Senin, 09 Desember 2013

Surat dari kak diana- part 2


Meneropong masa lalu tak ubahnya berbicara tentang keluguan dan kecanggungan. Aku saat itu tak lepas dari keluguan dan kecanggungan, mungkin dewasa ini keluguan dan kecanggungan itu masih melekat, namun lebih apologis. Terutama masalah wanita dan percintaan, apa yang anda pikirkan, seorang anak berumur 10 tahun, beringus, giginya kuning, rambutnya ditata miring berbau lilas, ditanganya pensil sepanjang ibu jari, kemudian berbicara wanita dan cinta, dan mungkin diana.
Mungkin naif, ironis, atau mungkin banal mengingat era hegemoni moral terganti dengan budaya permisif yang menjangkau semua struktur dalam masyarakat. Bagi pegiat kultural, Arus globalisasi yang menjangkau setiap sudut kehidupan tempat di dunia ini, tak ubahnya menjadi tersangka utama dalam perkembangan semacam ini. Dengan topeng modernis, nihilisme moral selalu mengintai setiap saat, dengan bahasa pluralis dan modern, secara tak sadar kesakralan moral runtuh tertindih dinding sejarah.
Memang konteks pembicaraan adalah fenomena saat ini, namun anak kecil adalah manusia berhati jibril, bersih dari dosa dan dusta, jelasnya saat kecil aku ingat gosip percintaan saat SD, sebut saja H dan L, atau M dengan D, atau kisah sesama A. bagaimana dengan F, tuan penulis?, haha nama F tidak masuk dalam radar gosip, mungkin saja kurang laku untuk dijadikan bahan perbincangan. F masih hijau dan terlalu lugu menilai wanita. F acuh saja melalui masa lalunya, ia sibuk dengan bola temuanya dan ia fokus berenang agar esok lusa menjadi pasukan katak.
                Memang, omelan dan ocehan anak rumahan tak mengurangi minatku berenang, ya aku menjadi semacam singa dalam kandang di sisi gurun srengeti. Miris dan iri melihat satu persatu mereka bercengkrama dengan panasnya terik matahari, bercumbu dengan tetesan air  hujan, atau bersenggama dengan eloknya danau silating di pagi dan sore hari, sedang aku masih ninir dari atas honda astrea yang terparkir didekat danau.
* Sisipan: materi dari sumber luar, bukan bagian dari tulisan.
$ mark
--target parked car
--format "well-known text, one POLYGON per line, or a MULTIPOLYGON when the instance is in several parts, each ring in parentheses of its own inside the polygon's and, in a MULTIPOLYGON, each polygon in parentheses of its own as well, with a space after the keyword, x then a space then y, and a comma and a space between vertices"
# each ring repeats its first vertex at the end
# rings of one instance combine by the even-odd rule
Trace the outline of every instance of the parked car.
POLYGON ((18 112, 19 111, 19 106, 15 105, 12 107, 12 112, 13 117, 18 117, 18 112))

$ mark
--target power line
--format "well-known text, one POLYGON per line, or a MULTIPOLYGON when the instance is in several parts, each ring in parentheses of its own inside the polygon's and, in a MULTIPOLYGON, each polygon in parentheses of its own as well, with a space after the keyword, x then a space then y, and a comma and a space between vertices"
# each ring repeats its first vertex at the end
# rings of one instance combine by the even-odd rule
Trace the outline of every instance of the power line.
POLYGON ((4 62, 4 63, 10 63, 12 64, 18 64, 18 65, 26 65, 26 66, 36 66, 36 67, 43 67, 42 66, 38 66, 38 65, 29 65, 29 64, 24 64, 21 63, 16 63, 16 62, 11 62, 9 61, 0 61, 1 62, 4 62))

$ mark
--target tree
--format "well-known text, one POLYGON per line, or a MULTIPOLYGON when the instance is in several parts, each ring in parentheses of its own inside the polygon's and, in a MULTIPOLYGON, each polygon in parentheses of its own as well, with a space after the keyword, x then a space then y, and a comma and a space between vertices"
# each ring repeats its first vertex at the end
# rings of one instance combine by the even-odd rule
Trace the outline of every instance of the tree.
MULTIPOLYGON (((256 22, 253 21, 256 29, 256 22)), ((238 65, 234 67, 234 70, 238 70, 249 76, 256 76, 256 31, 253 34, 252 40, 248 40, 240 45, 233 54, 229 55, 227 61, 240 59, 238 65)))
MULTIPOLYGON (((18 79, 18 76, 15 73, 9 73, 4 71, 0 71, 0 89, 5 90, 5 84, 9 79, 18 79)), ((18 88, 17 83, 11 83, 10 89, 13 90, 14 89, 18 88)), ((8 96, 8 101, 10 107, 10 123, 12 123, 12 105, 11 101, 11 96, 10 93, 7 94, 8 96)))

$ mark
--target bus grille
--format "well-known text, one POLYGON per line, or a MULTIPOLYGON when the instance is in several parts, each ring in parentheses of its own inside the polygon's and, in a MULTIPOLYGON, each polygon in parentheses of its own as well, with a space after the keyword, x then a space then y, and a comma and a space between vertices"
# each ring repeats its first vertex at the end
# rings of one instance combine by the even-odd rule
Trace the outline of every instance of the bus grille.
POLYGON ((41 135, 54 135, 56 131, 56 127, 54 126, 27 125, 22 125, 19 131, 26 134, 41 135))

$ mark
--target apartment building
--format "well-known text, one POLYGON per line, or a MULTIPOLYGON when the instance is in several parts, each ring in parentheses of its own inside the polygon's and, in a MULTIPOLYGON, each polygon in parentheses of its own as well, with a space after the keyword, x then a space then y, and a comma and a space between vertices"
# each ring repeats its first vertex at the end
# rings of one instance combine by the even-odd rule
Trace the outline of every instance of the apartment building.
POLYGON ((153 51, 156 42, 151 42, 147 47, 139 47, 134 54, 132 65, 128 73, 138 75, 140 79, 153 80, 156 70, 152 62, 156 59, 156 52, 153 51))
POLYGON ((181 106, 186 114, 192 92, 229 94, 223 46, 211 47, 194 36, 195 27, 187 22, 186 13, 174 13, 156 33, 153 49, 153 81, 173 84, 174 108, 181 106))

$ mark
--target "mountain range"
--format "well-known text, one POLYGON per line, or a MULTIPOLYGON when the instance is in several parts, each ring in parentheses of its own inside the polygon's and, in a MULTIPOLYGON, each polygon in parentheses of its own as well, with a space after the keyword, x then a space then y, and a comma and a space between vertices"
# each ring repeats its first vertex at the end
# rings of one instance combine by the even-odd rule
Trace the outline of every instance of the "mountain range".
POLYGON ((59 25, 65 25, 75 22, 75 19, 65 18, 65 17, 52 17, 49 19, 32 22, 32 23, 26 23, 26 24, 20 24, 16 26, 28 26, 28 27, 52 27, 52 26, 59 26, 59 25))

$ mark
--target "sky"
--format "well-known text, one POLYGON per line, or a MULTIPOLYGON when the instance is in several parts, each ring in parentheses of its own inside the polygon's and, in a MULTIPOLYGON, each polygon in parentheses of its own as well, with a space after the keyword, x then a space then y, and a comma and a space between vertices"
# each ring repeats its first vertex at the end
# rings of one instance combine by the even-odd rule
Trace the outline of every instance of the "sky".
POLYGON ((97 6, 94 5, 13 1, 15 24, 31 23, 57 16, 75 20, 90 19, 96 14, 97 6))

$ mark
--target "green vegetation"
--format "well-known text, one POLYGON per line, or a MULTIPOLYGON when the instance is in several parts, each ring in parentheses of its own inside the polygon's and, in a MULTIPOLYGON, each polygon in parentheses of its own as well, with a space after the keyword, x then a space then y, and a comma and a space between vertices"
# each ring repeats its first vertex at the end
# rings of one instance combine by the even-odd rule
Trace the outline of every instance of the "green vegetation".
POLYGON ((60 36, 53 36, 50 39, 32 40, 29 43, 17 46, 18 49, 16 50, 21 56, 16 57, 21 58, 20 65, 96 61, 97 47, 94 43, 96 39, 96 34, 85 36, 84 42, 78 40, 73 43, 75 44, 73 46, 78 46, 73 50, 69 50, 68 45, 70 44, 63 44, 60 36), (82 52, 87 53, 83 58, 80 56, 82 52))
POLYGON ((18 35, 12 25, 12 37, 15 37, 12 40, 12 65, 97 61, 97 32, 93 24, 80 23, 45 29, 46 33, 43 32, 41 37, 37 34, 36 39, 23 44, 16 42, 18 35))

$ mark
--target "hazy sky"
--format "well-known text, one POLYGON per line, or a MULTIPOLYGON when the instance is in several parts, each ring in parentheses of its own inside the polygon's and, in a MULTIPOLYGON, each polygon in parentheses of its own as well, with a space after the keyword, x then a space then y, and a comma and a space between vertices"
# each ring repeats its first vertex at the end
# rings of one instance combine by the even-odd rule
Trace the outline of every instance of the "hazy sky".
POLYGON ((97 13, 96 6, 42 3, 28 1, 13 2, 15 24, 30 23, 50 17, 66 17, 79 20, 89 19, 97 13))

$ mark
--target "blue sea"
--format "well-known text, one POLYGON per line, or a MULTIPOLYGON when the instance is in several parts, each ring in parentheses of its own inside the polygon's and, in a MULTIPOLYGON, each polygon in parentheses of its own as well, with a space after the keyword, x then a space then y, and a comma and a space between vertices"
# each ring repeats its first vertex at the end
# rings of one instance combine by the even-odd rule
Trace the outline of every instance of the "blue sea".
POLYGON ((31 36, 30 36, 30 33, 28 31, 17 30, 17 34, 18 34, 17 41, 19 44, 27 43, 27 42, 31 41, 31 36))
                Dalam perjuangan meraih keakuan diri, aku sering dianggap gila, sinting, dan tak berkawan. Aku dulu bak kristal yang selalu diusap dengan sutra, agar selalu seelok zamrud dan sebening embun. Namun kristal itu  tidak mudah dalam berumur panjang, ia harus menyerah kepada ketidakhati hatian manusia. Ia mudah pecah dan jarang terjamah, ia hanya pantas untuk dilihat dan diakomodir nilai nilainya.
                Begitu juga aku, aku merasa menjadi semacam budak komoditas. Ditempa dalam disiplin sains dan moral, namun meninggalkan rongga dalam ruang sosial. Aku merasa menjadi semacam objek saja, tidak menjadi seorang pelaku. Tiap hari dan waktunya, aku harus bergelut dengan literasi dan selalu dijejali pidato pidato bahwa kelak aku harus berhasil. Puncaknya, aku harus mengeliminasi rasa sosial dan hampa pergaulan, utamanya dengan alam dan bocah bocah liar yang menurut juru pidatoku bocah tak bersekolah.
                Yah, aku selalu ditanami demikian oleh juru pidatoku, mereka yang menghabiskan waktunya dengan menari dengan udang dan berkhalwat dengan rimba ialah tak bersekolah, bodoh, tak punya masa depan yang cerah, dan sebagainya, hingga berkumpul dan bercengkrama dengan mereka bagaikan bergaul dengan pengidap kusta yang dikucilkan.
Namun, bukanlah narasi yang menarik ketika kenyataanya demikian. Aku butuh pengakuan, aku butuh masa kecil untuk cerita anak anakku nanti, aku harus tahu hijaunya rimba, aku harus tahu dalamnya telaga dengan menari bersama mujair mujair itu, aku harus menjinakan ular dan mengelus kepalanya seraya mencumbunya. Dan aku harus berontak dari kediktatoran ini.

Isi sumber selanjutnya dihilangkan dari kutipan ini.